Climate Bill Seen as Sign of Political Shift
By Deborah Zabarenko
Reuters
Thursday 01 November 2007
Washington - A milestone, a landmark and "the political center of gravity is finally shifting on global warming."
Those accolades greeted a Senate subcommittee's approval on Thursday of a bill to cap greenhouse gas emissions, mostly because it is the first of a dozen such measures that might have a chance of becoming law.
The approval vote - 4 to 3 - means the bill will be debated in the full Environment and Public Works Committee, chaired by longtime environmentalist Sen. Barbara Boxer.
Boxer, a California Democrat, has indicated she wants the full committee to approve the measure by year's end. That would dovetail with a global conference on climate change in Bali, Indonesia in December. Hearings could start next week.
"We are finally on our way toward preventing the ravages of unfettered global warming," Boxer said in a statement after the vote. Beforehand, she told the panel: "This is a landmark day ... this is an issue whose time has come."
The bill - formally known as America's Climate Security Act and informally by the names of its sponsors, Sens. Joe Lieberman and John Warner - is different from earlier efforts because of its details on how a U.S. plan to cap carbon emissions and trade credits for them would work.

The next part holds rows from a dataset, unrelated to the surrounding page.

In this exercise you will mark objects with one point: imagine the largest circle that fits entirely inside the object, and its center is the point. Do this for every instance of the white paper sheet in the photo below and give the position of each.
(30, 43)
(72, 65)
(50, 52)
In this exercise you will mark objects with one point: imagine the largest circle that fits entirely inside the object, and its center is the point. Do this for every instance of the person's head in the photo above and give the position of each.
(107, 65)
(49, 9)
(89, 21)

"People have said we need a Manhattan Project, we need a moon-shot project to combat global warming," said Lieberman, a Connecticut independent. "This is it."
But Sen. James Inhofe, an Oklahoma Republican who is skeptical about global warming, said the measure would put a heavy economic burden on U.S. citizens.

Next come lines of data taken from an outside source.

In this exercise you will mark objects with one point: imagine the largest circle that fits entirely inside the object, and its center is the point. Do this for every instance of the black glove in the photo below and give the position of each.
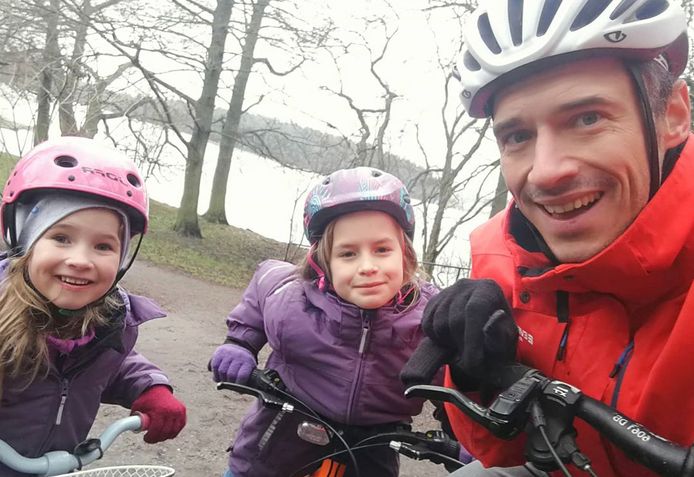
(468, 326)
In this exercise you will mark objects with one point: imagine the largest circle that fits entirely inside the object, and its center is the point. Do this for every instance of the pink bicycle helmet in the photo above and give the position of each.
(79, 167)
(353, 190)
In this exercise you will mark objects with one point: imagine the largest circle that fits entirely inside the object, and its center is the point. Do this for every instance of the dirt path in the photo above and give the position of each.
(182, 344)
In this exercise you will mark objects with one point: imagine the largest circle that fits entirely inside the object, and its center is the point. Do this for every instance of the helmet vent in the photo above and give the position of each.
(549, 11)
(487, 34)
(65, 161)
(515, 20)
(470, 62)
(590, 11)
(134, 180)
(651, 9)
(621, 8)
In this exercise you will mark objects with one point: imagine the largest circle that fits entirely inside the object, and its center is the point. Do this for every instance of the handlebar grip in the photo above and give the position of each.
(449, 447)
(658, 454)
(255, 380)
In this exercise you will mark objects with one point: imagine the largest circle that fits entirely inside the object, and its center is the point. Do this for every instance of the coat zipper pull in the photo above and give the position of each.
(366, 328)
(63, 398)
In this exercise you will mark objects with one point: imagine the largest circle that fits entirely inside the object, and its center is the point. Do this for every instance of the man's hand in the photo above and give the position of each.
(167, 415)
(470, 324)
(232, 363)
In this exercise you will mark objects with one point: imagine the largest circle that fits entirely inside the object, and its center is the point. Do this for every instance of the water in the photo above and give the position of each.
(262, 196)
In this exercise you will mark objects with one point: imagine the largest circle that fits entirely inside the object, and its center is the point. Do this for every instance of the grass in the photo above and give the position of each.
(226, 255)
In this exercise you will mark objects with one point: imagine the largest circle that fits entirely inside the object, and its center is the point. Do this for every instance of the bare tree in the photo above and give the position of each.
(169, 34)
(292, 43)
(369, 150)
(462, 178)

The Bush administration has opposed mandatory limits on carbon emissions, arguing that they could hurt the U.S. economy and urging voluntary measures instead.
Support From Coal-State Senators
The bill also features a provision that would require publicly traded companies to tell the Securities and Exchange Commission about any material risks they run as a result of climate change - from damage due to increased wildfires, more severe hurricanes and worse droughts to the costs of complying with new regulations.
The bill has support from senators in coal-rich states, including Max Baucus, a Montana Democrat. Warner, the bill's co-sponsor, is a Republican from Virginia, another coal state.
Lawmakers from coal states have opposed previous carbon-capping bills, which took aim at coal as a big emitter of carbon dioxide, one of several "greenhouse gases" that most scientists believe trap heat and raise global temperatures.
The latest bill recognizes coal's role in global warming but offers financial incentives to develop clean coal technologies.
That provision rankled some environmental groups.
"The Lieberman-Warner bill will reward corporate polluters by handing them pollution permits worth almost half a trillion dollars," Erich Pica of the group Friends of the Earth, said in a statement. "The levels of pollution-rewarding giveaways in this bill are truly obscene."
"Polluters must pay for the damage they do to our planet - period," the Sierra Club's Carl Pope said in a statement.
Even so, he supported sending the bill to the full committee.
So did the National Environmental Trust's Philip Clapp, who noted a shifting "center of gravity" on global warming.
"The question is no longer whether the U.S. will act to cut its global warming pollution, but by how much and how soon," said Clapp.
Elizabeth Thompson of Environmental Defense hailed the vote as "much more than a milestone," saying the bill offered "a real chance of enacting a mandatory cap on emissions in this Congress."